J’ai sans doute raté quelque chose. Mais plus je lis la presse sportive qui, logiquement, se félicite de l’organisation très réussie de ces JO de Paris, plus je commence à ressentir un malaise. Sur toutes les images ou presque des compétitions, le plus souvent en arrière-plan? Des volontaires reconnaissables aux couleurs de leurs uniformes (t-shirt, short, baskets, chapeau...) fournis par le comité d’organisation.
Sur tous les clichés des spectateurs exubérants dans les fanzones? Ces mêmes volontaires accueillants, souriants, prêts à vous guider jusqu’à votre place, sur les gradins. Or rien sur leur statut de bénévole, certes clair au départ et accepté par les intéressés. Rien pour se demander si le fait de s’appuyer sur ces 45'000 bénévoles, alors que l’argent des sponsors privés coule à flot sur les Jeux, est encore acceptable en 2024?
Je voulais écrire cette chronique depuis la première semaine des Jeux. Mais j’ai préféré attendre. Alors que les JO de Paris s’achèvent ce dimanche, le moment est donc venu. Car même au sein du public et parmi les foules sympathiques de fans français venus avec leur drapeau bleu-blanc-rouge sur les épaules, personne ne semble s’en soucier. Normal.
Voici donc des milliers de jeunes et moins jeunes, dévoués à la réussite de cet événement hors normes, dont le mérite ne sera, a priori, pas récompensé pas autre chose que leurs kits olympiques et le lot de souvenirs qu’ils rapporteront chez eux. Ceci, dans un pays, la France, qui s’est presque mis à l’arrêt pour refuser la réforme des retraites jugée «antisociale». Ceci, dans une capitale, Paris, où la gauche arrivée (de peu) en tête lors des élections législatives des 30 juin et 7 juillet, envisage une volée de nouveaux impôts si Emmanuel Macron lui confie les clés du gouvernement.
Une expérience unique
Il ne s’agit pas de parler à la place de ces Français et Françaises qui, sciemment, ont fait le choix de donner du temps aux JO «pour vivre cette expérience unique», comme la plupart le disent si on les interroge. Le bénévolat est une richesse et un ciment social dont il faut d’abord se féliciter. Mais au profit de qui dans ce cas précis?

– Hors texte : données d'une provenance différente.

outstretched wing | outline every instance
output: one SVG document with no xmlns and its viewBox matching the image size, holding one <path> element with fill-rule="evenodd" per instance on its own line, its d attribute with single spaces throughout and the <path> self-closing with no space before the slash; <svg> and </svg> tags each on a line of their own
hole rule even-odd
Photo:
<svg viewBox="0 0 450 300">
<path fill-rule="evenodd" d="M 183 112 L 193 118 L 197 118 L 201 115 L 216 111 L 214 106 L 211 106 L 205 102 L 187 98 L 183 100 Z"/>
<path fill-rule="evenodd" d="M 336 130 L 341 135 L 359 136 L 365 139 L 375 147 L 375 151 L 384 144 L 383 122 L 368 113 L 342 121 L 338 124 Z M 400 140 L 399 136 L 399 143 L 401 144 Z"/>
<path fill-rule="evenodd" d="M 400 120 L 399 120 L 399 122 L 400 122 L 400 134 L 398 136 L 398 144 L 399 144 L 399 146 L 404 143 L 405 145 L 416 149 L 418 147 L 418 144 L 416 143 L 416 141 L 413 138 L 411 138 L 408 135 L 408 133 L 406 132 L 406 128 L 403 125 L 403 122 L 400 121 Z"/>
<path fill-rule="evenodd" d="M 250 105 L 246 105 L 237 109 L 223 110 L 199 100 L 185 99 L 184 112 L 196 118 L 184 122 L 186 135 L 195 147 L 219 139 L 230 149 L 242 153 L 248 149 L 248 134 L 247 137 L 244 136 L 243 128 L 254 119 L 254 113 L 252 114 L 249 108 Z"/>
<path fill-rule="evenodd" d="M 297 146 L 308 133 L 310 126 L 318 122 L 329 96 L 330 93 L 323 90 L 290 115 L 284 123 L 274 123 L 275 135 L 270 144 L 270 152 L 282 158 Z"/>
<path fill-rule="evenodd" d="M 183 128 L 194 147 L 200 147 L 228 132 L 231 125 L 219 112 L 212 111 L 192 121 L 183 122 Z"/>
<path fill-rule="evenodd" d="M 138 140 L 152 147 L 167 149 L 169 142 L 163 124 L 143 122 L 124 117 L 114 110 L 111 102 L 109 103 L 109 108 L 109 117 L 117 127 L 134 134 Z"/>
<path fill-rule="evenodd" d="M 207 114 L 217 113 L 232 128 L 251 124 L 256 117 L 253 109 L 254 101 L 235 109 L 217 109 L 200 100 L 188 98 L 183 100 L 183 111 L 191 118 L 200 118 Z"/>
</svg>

J’ai examiné, sur chaque lieu de compétition, la liste des sponsors bien mise en valeur. Elle est longue comme le bras. J’ai aussi compris, à la lecture des articles spécialisés, que des milliards d’euros de droits audiovisuels tombent dans l’escarcelle du CIO basé à Lausanne, sur les bords du Léman.
J’ai vu, comme vous tous sans doute, l’allégorie révolutionnaire de la cérémonie d’ouverture du 26 juillet, avec Marie-Antoinette décapitée en train de chanter «Ah, ça ira…», le refrain des sans-culottes de 1789 qui ont pris la Bastille pour en finir avec les privilèges. L’égalité, c’est donc juste pour la parade?
J’ai sans doute raté des prises de parole. Je suis sûr que des sportifs médaillés ont réclamé, eux aussi, que ceux qui ont rendu ces Jeux possibles soient dûment récompensés. J’imagine que les sponsors eux-mêmes, à commencer par la compagnie financière dont les cartes de crédit constituent le seul moyen de paiement autorisé sur les sites olympiques, m’ont déjà devancé.
Je suis certain que les éditorialistes, tous affairés à entonner à juste titre le «cocorico» de la formidable réussite tricolore, ont eu le même réflexe que moi. Si c’est le cas, corrigez-moi. Mais si ce n’est pas le cas, alors peut-être faudrait-il s’interroger un peu?
Toute peine mérite salaire
Vous connaissez la formule: «toute peine mérite salaire». Et bien oui. Surtout lorsqu’elle a pour but de rendre possible une formidable grand-messe sportive, dont personne n’ignore qu’elle cache en coulisses des histoires de gros sous à tous les étages. Voilà, je m’arrête là. Pas question de parler à la place de ces 45'000 volontaires dont la générosité sera, espérons-le, mise en évidence et saluée comme il faut lors de la grande parade olympique du 14 septembre sur les Champs-Élysées. Emmanuel Macron a prévu, avant, une grande réception ce lundi 12 août à l’Élysée.
Les forces de l’ordre, les militaires, le personnel des transports parisiens, celui des municipalités impliquées, tous rémunérés, seront félicités. Et si tous les médias, dans une France où le thème dominant des dernières élections était le pouvoir d’achat, demandaient au CIO de faire un geste? Un geste populaire. Et vraiment olympique.